Kerja sama ini menjadi langkah konkret antar Subholding Pertamina dalam memperluas distribusi energi bersih dan efisien. Selain menegaskan komitmen bersama menghadirkan energi alternatif ramah lingkungan, sinergi ini membuka peluang pasar baru sekaligus meningkatkan kinerja komersial Pertamina Patra Niaga.
Komisaris Utama Pertamina, Mochamad Iriawan, menegaskan pentingnya sinergi antar Subholding dalam menjaga ketahanan energi nasional.
“Dengan potensi besar gas bumi nasional, pengembangan CNG menjadi langkah penting menuju kemandirian energi. Kerja sama ini harus menjadi fondasi kuat dalam memperkuat ketahanan energi nasional sekaligus mendongkrak kinerja bisnis Pertamina,” tegas Iriawan.
Sementara itu, Wakil Direktur Utama Pertamina, Oki Muraza, menyebutkan bahwa CNG merupakan bagian dari strategi efisiensi energi nasional yang mampu menekan impor energi dan memperkuat rantai pasok dalam negeri.
“Sinergi ini berpotensi menghemat hingga setengah juta ton LPG per tahun. Ini adalah langkah nyata mendukung ketahanan energi sekaligus meningkatkan kapasitas bisnis Pertamina secara grup,” ujar Oki.
Ia juga menambahkan bahwa sinergi ini akan memperluas pasar serta menciptakan efisiensi operasional di lingkungan Pertamina melalui pendekatan yang terintegrasi.
Direktur Utama Pertamina Patra Niaga, Mars Ega Legowo Putra, menyambut baik kerja sama ini sebagai peluang untuk memperluas penetrasi pasar CNG.
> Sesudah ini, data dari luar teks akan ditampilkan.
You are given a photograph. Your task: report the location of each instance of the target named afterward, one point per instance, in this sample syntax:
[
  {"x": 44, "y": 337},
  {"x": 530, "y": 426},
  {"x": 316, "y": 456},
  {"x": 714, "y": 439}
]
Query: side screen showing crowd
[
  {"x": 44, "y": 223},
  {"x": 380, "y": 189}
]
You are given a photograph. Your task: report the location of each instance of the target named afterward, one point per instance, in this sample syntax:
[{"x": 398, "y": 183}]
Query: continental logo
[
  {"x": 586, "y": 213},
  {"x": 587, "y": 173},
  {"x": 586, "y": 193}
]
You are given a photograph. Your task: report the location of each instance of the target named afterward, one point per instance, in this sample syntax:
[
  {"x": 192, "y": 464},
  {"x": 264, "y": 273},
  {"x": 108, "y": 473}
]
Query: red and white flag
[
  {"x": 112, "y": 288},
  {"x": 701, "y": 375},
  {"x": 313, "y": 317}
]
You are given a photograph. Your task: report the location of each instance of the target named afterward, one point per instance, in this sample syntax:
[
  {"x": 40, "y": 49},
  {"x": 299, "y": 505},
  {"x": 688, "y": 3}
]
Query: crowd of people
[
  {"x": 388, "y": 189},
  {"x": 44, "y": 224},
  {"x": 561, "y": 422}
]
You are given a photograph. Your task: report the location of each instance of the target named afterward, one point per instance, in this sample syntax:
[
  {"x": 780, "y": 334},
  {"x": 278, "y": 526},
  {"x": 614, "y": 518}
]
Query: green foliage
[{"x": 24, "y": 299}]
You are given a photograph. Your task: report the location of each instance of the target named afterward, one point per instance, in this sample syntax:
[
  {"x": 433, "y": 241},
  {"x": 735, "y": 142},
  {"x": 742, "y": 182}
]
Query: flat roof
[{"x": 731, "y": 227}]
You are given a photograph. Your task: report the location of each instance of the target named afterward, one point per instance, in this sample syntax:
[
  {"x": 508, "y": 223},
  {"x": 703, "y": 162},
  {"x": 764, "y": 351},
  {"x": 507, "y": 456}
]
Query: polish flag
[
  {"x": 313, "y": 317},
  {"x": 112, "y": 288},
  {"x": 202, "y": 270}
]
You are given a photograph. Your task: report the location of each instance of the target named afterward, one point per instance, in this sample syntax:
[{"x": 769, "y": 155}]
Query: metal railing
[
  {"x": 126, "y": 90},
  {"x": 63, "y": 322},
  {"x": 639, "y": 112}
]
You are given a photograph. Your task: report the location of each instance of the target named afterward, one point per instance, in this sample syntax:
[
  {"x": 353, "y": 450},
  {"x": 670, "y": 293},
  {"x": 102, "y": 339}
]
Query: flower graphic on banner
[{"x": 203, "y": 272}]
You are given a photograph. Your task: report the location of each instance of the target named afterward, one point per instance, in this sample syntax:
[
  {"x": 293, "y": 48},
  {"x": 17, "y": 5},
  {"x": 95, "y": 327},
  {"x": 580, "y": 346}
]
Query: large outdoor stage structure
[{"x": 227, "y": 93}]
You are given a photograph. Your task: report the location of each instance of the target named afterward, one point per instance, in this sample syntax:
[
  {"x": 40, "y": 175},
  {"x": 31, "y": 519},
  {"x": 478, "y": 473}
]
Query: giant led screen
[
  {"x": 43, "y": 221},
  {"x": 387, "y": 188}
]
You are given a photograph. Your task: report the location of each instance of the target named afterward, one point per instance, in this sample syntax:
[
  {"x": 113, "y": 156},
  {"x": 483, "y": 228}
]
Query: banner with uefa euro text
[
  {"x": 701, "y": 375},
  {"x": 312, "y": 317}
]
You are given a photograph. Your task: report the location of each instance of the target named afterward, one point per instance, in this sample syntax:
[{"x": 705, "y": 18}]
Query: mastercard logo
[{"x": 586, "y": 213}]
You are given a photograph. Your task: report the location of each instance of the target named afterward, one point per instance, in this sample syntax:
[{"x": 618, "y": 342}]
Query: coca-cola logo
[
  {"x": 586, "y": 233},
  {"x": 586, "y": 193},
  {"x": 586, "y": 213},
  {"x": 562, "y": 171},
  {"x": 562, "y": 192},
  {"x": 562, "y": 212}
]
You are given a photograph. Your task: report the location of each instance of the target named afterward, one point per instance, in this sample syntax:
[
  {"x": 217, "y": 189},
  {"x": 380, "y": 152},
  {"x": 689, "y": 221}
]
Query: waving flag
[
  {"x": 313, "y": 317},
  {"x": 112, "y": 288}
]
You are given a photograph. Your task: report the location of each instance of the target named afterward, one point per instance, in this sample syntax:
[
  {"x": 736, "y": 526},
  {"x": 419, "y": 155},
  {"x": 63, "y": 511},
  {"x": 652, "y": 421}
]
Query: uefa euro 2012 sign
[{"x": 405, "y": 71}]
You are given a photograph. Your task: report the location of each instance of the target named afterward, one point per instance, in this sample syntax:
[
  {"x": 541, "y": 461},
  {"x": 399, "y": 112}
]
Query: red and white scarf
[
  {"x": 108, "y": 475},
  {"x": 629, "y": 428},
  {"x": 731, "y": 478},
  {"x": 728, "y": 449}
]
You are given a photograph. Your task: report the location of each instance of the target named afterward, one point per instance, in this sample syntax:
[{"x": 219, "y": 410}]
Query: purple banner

CNG menjadi produk yang kompetitif dengan efisiensi harga dan keandalan pasokan, sangat relevan bagi sektor industri dan transportasi. Dengan dukungan PGN, kami siap memperluas layanan dan jaringan bisnis CNG,” jelas Mars Ega.
Dalam waktu dekat, Pertamina Patra Niaga akan mengoptimalkan 30 Stasiun Pengisian Bahan Bakar Gas (SPBG) berkapasitas ±30 MMSCFD untuk memperluas jangkauan distribusi.
Langkah integratif ini diharapkan menjadi solusi energi berkelanjutan yang efisien dan responsif terhadap dinamika kebutuhan pasar nasional.